GPT-4o unveiling done by OpenAI to now power ChatGPT with additional features, including video access.
On Monday, OpenAI unveiled GPT-4o, their new premier generative AI model; the “o” signifies “omni,” denoting the model’s capability to process text, speech, and video. GPT-4o is anticipated to be implemented “iteratively” in the coming weeks across the organization’s developer and consumer-facing products.
GPT-4o offers “GPT-4-level” intelligence, according to OpenAI CTO Mira Murati, but its capabilities across numerous modalities and media are enhanced.
“GPT-4o reasoned across voice, text, and vision,” Murati stated Monday at the OpenAI offices in San Francisco during a streamed presentation. “Moreover, this is of the utmost importance, as we are considering the future of human-machine interaction.”
OpenAI’s previous “leading” and “most advanced” model, GPT-4 Turbo, was trained on a combination of text and images and could analyze both data types to perform tasks such as text extraction from images and image content description. On the contrary, GPT-4o incorporates speech recognition.
What does this facilitate? An assortment of items.
GPT-4o significantly enhances the user experience of ChatGPT, an AI-powered chatbot developed by OpenAI. GPT-4o amplifies the platform’s vocal mode, which previously utilized a text-to-speech model to transcribe the chatbot’s replies. As a result, users can now engage with ChatGPT in a manner more akin to that of an assistant.
One illustrative instance involves users posing a query to the GPT-4o-powered ChatGPT and subsequently interrupting its response. According to OpenAI, the model exhibits “real-time” responsiveness and can detect subtleties in a user’s voice to generate voices in “a variety of different emotive styles” (including singing).
Additionally, GPT-4o enhances ChatGPT’s vision capabilities. ChatGPT can promptly respond to inquiries about a given image or desktop screen. These inquiries may cover a wide range of topics, including “What is the purpose of this software code?” and “Which brand of shirt is this individual wearing?”
Murati asserts that these characteristics will continue to develop. Presently, GPT-4o can translate a menu image displayed in a foreign language. However, its capabilities may expand in the future to enable ChatGPT to “watch” a live sports game and provide an explanation of its principles.
“We are aware that these models are becoming ever more complex, but we want the interaction experience to become more natural and effortless. Instead of worrying about the user interface, please concentrate on your partnership with ChatGPT,” Murati explained. “Over the last few years, our primary objective has been to enhance the intelligence of these models […] However, this is the first time we are advancing significantly regarding usability.”
OpenAI asserts that GPT-4o is more multilingual, with improved efficacy in approximately fifty languages. Additionally, according to OpenAI’s API, GPT-4o is twice as quick, costs half as much, and has higher rate limits than GPT-4 Turbo.

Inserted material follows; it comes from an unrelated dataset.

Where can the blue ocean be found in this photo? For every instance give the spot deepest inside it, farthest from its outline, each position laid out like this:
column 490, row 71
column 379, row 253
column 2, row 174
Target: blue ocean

Voice is not currently available via the GPT-4o API for all clients. OpenAI plans to initially introduce support for GPT-4o’s new audio capabilities in the coming weeks, citing “a small group of trusted partners” as the reason, citing the risk of misuse.
As of today, GPT-4o is accessible to users of the free ChatGPT tier, as well as subscribers of the ChatGPT Plus and Team plans from OpenAI, which feature message limits that are “five times higher.” (OpenAI notes that when users reach the rate limit, ChatGPT will automatically transition to GPT-3.5, an older and less capable model.) In approximately one month, the enhanced ChatGPT voice experience supported by GPT-4o will be available in alpha for Plus users and enterprise-oriented alternatives.
OpenAI also unveiled a desktop version of ChatGPT for macOS that enables users to pose queries via a keyboard shortcut or capture and share screenshots, in addition to a redesigned ChatGPT user interface (UI) for the web that features a “more conversational” home screen and message flow. Users of ChatGPT Plus will have early access to the application beginning today; a Windows version will be available later in the year.
The GPT Store, an external repository of third-party chatbots developed by OpenAI using its AI models, is presently accessible to users of the free tier of ChatGPT. ChatGPT offers free users access to previously paid features, such as a memory capability that allows the application to “remember” user preferences for subsequent interactions.